You Shall Know Our Velocity by David Eggers irritated me no end, a rapidly written novel about two young men trying to fly all over the world in a week's time to give away $32,000. A good idea for a screwball comedy, but as a novelist Eggers exhibits that same rhythm and pitch he showed A Heartbreaking of Staggering Genius, breathless and stammering. A bag of noise, essentially, not unlike watching a string of bad stand-up comics on pot luck night. 

I Am Charlotte Simmons by Tom Wolfe is another of that author's attempts to revive the Dickens/Anthony Trollope social novel, a college comedy, of sorts, where the bright but sheltered title character arrives at a modern college where the ways of the student body is anything but academic. I Am Charlotte Simmons is only the latest in Tom Wolfe's failing attempts to assert his relevance in American literature as a novelist. It's a lost cause, really, because the very talent that made his non-fiction work, for the most part, such wonderfully acidic and last portraits of a consumer culture are the same things that make his fiction elephantine bores. Supreme inspection of ticks and toilet can elevate personality pieces to the stage of writing art, but it produces flat characters, static situations, and rather desperate stretches of over writing to compensate for undeniable inertia. Wolfe seems to want to assume the position of the late William Gaddis in being America's greatest comic social novelist, but the distinction between the two writers is crucial; Gaddis was a virtuoso with language, dialogue and character, and was more than able to make use of copious research in his fiction in ways that made his fiction's famous complexity actually worth sussing through. Gaddis's The Recognitions is precisely the complex New York comic novel of art, commerce, greed and religion that Wolfe is incapable of writing Wolfe lost his punch years ago, producing two-dimensional door stoppers as novels and angry-dog rants as essays in his most recent efforts, and Simmons has the kind of over-writing found in once-hip writers trying to establish their relevance. He sounds shrill and angry here. Wolfe insists that he's culturally conservative, yet isn't ready to make like John Dos Passos and tone down his writing; something in him desires to remain "edgy", or at least wants to be thought of as beings so. On the one hand, he produces literary manifestos denouncing academic and experimental novelists who've forsaken their calling to produce moral fiction, and on the other he produces ham-handed vulgarity under the guise of satire with I Am Charlotte Simmons. He seems unaware that his novels are as bad as Brett Easton Ellis's, and his rationale for writing fiction the way he does is just as thin. 

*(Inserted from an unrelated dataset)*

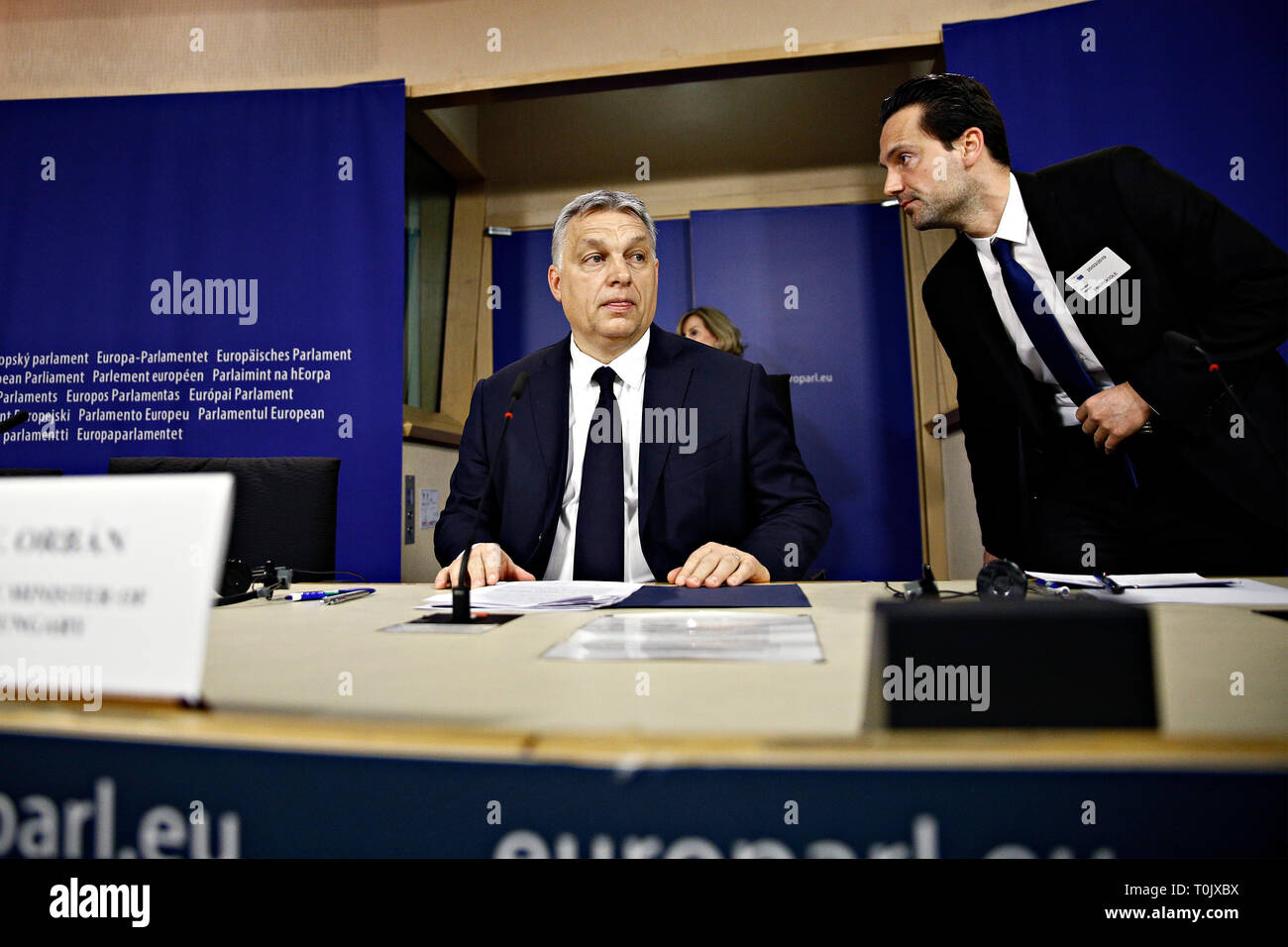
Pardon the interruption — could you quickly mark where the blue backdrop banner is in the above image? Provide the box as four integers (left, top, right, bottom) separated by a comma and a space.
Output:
691, 204, 921, 579
0, 80, 406, 581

Joyce Carol Oates is not my favorite writer, but for all the repetition of her themes of fragile women being imperiled by evil masculine forces they masochistically desire, she does occasionally publish something both compelling and well written. I detested "Beasts" and "The Falls" since she exercises her familiar dreads in contrasting lengths, the first book a slender novella, the latter a literal brick, both books sounding rushed, fevered, and breathless, as first drafts of novels usually do. Or a finished Oates novel, for that matter. She does get it right sometimes, as she did with "Black Water" and "Tattoo Girl"; with the right configuration, her usual wit's end prose style and fascination with fragile psyches and marginally psychotic psychologies get as intense as fiction is ever likely to get. Zombie is a rather potent little psychodrama, and it's the kind of writing Oates excels at. She gets to the heart of the fringe personality better than anyone I can think of. The Tattooed Girl, from 2003, is likewise a well shaped melodrama. She depicts the thinking of women who allow themselves to be beaten and killed with seemingly scary exactitude. Oates can also be a bore, evident in We Were Mulvaneys and The Falls. My fascination with her continues, though, since it's impossible to tell when she publishes another novel that will be gripping and unnerving. 

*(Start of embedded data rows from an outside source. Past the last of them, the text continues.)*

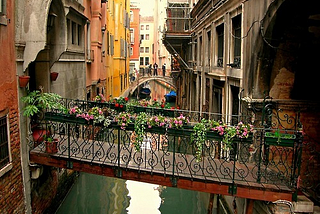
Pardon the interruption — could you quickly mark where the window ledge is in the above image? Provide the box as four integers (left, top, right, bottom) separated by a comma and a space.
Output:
0, 163, 13, 177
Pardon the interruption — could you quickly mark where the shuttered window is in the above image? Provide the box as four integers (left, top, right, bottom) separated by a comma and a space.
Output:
0, 116, 10, 169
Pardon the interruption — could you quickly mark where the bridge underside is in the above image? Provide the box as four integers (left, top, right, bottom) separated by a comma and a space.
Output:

She merits a bit of respect, although you wish she'd stop trying to win the Nobel Prize so obviously with her tool-and-dye production and take longer to write a novel a reader didn't have to rationalize about. It's not just a matter of writers who write quickly getting away with redundant excess and awkward passages, such as Oates and Stephen King. Those who take their time also seem to avoid the more severe markings of the editor's blue pencil, as in the case with Jonathan Franzen. 

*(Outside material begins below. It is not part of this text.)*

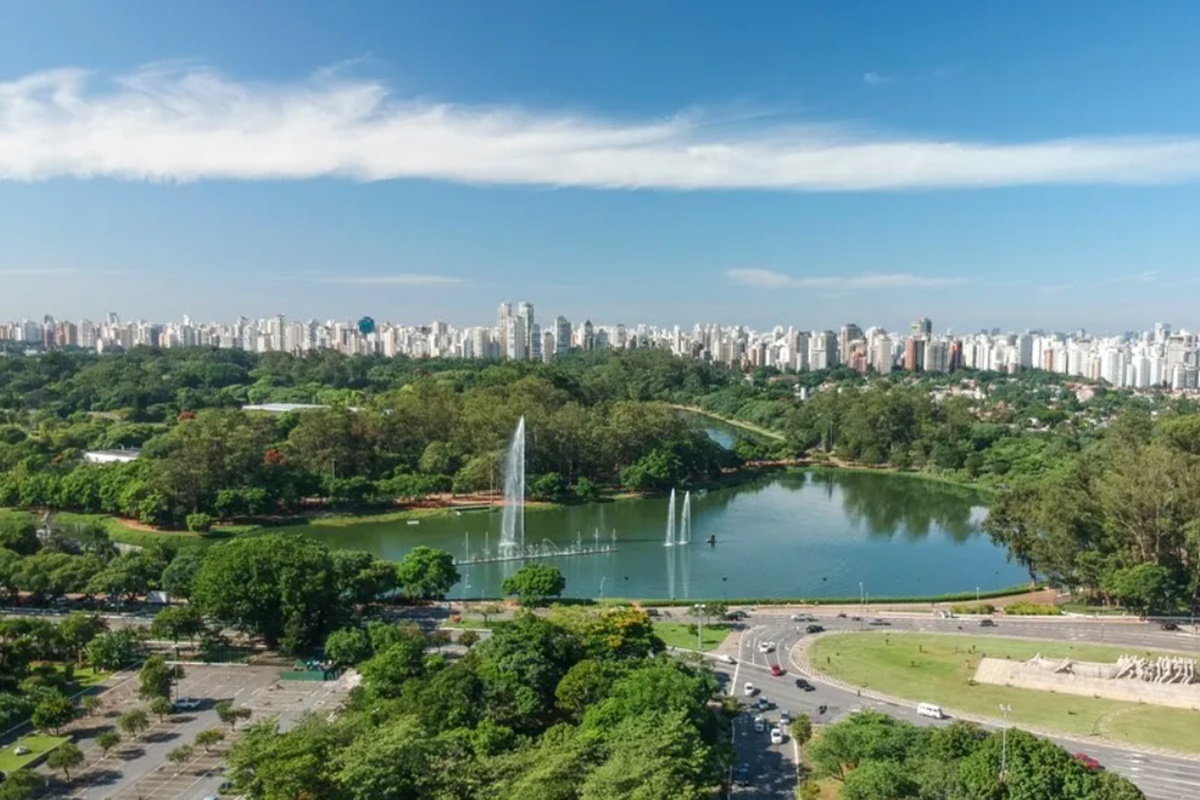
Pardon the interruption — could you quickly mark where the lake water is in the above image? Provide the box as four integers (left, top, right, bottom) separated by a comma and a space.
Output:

Even though I half way enjoyed The Corrections, I was embarrassed by many parts where the good, meticulously controlled prose just stopped as if it were exhausted after a long workout and suddenly went lax and slapdash and cliché glutted. This is a tendency in writers who feel that every sentence they compose is required to sum up the human condition. A good editor would have handed the work in progress in a conference with the author with a discussion about how to make the writing even better, punchier, and less hackneyed. I would love to see Infinite Jest broken up into a series of novels in the manner of Dance to the Music of Time by Anthony Powell, a project that would force Wallace to rid the work of the twenty-page footnotes and furnish comprehensible arcs from one book to the next. It would make an interesting set of ideas about the nature of addiction readable to people other than fringe grad school sorts.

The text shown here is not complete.